Congresswoman Barbara Lee and the Progressive Caucus are leading an effort to gain support for HR 780, which would cut all funds to the Afghanistan war except money needed to safely withdraw all U.S. troops and contractors. It certainly reflects the vast majority of public opposition to the war – but it still faces a difficult battle. Many members of Congress are signing on, but far too many members are still afraid to use their Constitutional power of the purse to end this war. Too many – and they’re not afraid of what will happen in Afghanistan, or what will happen to the troops (how better to keep them safe than to pull them out?). They’re afraid of what their hometown headlines will say the next day.
We’ve largely won the battle for public opinion. The challenge now is to turn that transformation of public opinion into the transformation of policy. It’s very late – but we have no choice but to continue to try.

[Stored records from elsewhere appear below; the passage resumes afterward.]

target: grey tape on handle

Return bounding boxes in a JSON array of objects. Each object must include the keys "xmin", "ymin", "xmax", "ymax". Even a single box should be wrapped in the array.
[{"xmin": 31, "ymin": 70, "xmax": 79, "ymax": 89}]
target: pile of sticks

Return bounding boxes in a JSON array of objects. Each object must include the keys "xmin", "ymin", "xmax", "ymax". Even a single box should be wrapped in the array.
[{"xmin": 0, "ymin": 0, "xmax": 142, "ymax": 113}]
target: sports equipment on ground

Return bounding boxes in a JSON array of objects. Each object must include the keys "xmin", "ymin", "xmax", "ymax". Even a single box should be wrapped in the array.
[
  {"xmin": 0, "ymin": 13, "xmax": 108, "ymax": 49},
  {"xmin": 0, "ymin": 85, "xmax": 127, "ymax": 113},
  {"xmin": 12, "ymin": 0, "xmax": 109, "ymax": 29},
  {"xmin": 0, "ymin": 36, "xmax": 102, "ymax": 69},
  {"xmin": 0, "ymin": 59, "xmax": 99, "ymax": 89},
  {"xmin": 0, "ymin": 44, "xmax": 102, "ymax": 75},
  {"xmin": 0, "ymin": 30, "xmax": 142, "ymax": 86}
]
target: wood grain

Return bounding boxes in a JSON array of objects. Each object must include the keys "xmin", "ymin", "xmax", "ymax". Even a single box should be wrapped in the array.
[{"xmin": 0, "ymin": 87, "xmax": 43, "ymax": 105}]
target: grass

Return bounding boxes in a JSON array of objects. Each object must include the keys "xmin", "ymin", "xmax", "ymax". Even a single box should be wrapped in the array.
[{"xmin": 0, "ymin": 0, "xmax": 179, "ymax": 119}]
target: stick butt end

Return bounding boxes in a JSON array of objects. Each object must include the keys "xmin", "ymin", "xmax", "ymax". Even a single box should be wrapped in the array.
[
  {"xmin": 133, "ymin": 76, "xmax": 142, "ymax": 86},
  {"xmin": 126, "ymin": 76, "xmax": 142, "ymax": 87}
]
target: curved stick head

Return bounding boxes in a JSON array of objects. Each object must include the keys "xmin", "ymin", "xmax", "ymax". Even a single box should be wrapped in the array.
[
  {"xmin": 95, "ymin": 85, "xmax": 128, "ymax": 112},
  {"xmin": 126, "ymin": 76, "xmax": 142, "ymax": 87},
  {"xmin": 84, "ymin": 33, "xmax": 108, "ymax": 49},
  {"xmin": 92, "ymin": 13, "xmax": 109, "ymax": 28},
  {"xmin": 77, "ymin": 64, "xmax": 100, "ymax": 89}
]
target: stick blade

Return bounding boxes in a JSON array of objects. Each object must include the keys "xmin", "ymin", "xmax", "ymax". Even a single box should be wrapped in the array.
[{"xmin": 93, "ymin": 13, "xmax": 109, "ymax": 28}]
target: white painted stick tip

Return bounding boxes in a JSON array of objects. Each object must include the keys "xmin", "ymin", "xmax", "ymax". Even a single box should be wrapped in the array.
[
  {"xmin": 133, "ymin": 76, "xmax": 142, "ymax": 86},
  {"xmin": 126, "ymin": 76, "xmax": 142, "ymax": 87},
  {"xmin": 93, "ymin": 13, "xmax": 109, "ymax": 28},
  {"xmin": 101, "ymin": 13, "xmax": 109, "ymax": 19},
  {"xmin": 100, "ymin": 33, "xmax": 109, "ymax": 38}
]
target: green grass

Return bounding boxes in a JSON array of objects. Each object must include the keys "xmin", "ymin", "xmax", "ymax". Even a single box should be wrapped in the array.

The great songwriter Phil Ochs, in his masterful Viet Nam-era “White Boots Marching in a Yellow Land” also had Afghanistan right. “We’re fighting in a war we lost before the war began.” The main unspinnable fact is that whichever of the myriad of reasons, rationales, excuses and justifications for this war of vengeance one chooses, it was lost long ago. The only solution now is to get out – now, not in 2014. And completely, not with thousands of troops continuing to occupy Afghanistan through 2014 and beyond. Get Out. Now.